Fixing Proxies properly

@Nick-Hall @SteveY @DavidMStraub @kulath : just letting you know that I am planning on fixing the root of our type issues (and fixing lots of issues along the way). Currently, we have an issue with proxies that depend on get_ITEM_from_handle() as a filter and possibly returning None. I’ll post a proposed fix here (below).
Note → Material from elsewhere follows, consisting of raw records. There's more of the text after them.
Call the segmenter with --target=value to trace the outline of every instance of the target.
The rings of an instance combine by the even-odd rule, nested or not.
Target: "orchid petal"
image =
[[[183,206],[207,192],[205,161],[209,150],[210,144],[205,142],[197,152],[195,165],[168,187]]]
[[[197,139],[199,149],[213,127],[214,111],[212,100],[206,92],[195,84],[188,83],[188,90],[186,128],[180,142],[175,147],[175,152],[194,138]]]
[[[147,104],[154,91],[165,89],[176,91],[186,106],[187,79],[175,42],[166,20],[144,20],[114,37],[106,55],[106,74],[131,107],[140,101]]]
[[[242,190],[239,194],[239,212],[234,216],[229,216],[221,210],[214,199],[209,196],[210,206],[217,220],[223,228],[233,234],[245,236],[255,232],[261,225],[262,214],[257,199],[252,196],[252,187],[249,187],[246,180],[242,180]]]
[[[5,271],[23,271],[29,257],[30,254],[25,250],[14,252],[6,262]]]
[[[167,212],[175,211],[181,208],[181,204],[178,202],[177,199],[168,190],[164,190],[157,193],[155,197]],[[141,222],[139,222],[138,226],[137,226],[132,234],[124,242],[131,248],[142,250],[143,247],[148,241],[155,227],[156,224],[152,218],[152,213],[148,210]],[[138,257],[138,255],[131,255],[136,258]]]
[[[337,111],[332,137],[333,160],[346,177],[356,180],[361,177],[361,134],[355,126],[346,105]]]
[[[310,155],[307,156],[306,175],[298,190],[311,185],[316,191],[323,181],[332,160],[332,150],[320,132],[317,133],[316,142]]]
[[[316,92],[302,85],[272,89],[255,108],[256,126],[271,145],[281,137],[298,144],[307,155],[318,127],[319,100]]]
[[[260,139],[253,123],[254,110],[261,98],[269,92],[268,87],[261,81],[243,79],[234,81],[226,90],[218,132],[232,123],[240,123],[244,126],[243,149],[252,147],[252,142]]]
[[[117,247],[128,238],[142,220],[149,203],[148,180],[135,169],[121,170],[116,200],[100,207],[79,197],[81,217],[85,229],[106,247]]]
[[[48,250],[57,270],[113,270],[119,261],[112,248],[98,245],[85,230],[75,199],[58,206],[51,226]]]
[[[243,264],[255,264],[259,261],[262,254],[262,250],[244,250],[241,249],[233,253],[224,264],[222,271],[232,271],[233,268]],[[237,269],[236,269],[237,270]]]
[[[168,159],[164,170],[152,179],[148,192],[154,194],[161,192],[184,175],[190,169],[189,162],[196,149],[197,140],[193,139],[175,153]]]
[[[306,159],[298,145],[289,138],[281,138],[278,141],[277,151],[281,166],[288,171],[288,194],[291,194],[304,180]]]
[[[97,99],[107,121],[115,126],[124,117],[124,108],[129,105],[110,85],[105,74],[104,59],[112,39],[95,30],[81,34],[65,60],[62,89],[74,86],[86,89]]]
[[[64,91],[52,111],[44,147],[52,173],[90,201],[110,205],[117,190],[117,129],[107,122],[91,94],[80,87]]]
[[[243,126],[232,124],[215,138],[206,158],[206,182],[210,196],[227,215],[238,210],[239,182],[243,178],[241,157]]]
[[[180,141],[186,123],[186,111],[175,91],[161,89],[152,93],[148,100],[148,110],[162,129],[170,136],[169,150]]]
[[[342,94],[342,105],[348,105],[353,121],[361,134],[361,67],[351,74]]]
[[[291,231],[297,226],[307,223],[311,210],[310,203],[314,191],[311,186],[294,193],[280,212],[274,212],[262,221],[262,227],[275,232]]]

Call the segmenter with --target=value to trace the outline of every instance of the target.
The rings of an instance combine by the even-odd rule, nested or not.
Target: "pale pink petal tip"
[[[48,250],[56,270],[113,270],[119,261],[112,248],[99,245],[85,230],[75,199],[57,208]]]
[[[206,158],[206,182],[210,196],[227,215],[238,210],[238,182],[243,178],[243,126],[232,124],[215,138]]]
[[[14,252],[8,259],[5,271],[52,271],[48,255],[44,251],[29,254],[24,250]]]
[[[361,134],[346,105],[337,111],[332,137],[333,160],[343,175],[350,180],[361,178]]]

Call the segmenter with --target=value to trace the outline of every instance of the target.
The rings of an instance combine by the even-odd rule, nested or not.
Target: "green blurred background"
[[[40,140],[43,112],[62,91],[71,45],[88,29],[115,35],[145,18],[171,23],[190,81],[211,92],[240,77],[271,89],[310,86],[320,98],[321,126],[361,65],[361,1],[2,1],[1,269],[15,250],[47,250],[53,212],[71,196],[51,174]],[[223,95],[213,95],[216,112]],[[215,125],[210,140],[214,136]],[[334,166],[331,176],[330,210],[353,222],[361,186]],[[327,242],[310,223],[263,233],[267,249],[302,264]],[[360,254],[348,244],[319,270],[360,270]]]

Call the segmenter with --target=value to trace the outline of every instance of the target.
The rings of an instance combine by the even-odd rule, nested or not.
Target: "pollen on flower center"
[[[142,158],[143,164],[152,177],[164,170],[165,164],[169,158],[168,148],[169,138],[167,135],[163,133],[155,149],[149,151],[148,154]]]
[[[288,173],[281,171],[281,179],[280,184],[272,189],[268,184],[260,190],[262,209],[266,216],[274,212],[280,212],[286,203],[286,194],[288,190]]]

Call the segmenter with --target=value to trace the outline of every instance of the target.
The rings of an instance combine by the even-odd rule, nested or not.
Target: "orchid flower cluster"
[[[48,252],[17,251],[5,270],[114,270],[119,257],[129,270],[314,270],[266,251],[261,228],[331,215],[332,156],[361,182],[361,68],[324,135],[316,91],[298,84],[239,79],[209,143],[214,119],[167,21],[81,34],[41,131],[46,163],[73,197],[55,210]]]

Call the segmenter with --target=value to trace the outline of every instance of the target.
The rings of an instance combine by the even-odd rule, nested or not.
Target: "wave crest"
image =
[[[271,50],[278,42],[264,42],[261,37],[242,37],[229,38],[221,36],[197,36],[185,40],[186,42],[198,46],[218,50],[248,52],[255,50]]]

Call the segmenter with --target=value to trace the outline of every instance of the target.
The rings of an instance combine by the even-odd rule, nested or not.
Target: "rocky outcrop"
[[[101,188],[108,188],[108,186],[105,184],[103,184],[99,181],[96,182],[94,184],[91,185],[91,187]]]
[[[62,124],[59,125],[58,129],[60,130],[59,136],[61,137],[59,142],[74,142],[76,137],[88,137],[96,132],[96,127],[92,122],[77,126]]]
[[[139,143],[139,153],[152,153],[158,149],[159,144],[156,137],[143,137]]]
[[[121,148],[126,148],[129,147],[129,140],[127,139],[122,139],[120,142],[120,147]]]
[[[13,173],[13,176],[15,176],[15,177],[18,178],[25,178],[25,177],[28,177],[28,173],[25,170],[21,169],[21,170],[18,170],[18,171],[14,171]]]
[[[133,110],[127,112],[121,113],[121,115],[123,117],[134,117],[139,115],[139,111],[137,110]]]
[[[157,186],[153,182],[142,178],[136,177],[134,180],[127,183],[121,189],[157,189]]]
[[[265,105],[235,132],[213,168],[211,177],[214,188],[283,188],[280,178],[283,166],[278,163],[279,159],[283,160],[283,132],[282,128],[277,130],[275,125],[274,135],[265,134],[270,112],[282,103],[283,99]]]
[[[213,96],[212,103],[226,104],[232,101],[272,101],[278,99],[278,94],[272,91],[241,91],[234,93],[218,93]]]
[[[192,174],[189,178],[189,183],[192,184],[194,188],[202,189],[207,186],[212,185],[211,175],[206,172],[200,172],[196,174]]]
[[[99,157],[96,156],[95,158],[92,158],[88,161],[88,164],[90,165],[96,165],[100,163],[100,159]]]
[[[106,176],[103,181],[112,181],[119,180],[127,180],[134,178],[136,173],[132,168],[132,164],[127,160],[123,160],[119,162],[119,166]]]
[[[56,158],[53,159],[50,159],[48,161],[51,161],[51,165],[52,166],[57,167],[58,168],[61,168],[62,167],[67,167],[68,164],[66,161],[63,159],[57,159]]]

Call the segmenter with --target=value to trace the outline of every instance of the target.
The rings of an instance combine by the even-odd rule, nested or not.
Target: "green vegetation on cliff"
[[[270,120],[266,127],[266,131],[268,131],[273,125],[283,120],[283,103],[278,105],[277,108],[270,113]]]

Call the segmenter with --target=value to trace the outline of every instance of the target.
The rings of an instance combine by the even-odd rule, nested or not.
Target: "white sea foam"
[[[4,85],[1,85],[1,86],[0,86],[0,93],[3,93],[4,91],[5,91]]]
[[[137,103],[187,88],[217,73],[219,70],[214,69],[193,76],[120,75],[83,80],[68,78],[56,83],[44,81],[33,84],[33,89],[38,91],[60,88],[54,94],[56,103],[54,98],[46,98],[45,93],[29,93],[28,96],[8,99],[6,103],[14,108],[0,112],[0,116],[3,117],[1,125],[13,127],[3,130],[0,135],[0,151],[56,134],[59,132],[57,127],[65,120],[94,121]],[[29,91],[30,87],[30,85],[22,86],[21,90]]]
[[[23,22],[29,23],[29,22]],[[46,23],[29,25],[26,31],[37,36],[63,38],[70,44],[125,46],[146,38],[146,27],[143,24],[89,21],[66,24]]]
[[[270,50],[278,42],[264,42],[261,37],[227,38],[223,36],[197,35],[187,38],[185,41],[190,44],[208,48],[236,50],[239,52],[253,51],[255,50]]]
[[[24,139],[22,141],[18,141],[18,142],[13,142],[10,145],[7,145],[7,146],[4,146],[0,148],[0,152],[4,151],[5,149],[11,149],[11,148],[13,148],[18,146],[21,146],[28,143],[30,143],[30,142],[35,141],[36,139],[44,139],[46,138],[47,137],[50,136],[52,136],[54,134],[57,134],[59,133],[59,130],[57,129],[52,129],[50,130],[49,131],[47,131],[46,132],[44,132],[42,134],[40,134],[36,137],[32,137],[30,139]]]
The plan (in order) is to:

  1. Fix proxies (no returning None allowed on getting objects); then:
  2. https://github.com/gramps-project/gramps/pull/1934 - Minimal code changes to support type hinting of db methods; then:
  3. https://github.com/gramps-project/gramps/pull/1919 - Add type hints to db classes
1 Like

Gramps Proxy Refactor Plan

Problem

Gramps supports “proxy” databases that wrap a real database (or another proxy) and
filter out certain items. For example:

  • PrivateProxyDb hides objects marked private
  • LivingProxyDb hides living people
  • FilterProxyDb hides objects not matching a filter

The current implementation has a fundamental API flaw: when you request a filtered
object by handle, the proxy returns None. This means every caller must defensively
check:

person = db.get_person_from_handle(handle)
if person is not None:
    ...

Worse, a caller may obtain a handle from a cross-reference list (e.g., iterating
family.child_ref_list) and then look it up only to receive None, because the
reference list was never cleaned of filtered handles. This is the root cause: the
proxy filters at lookup time but not at reference-list return time, so filtered
handles leak into the caller’s hands.


Solution Overview

Two cleanly separated layers of filtering:

  1. include_*(handle) methods — binary gate: should this entire object be
    visible? Used to raise HandleNotFoundError on direct filtered lookups, and to
    strip filtered handles from cross-reference lists in returned objects.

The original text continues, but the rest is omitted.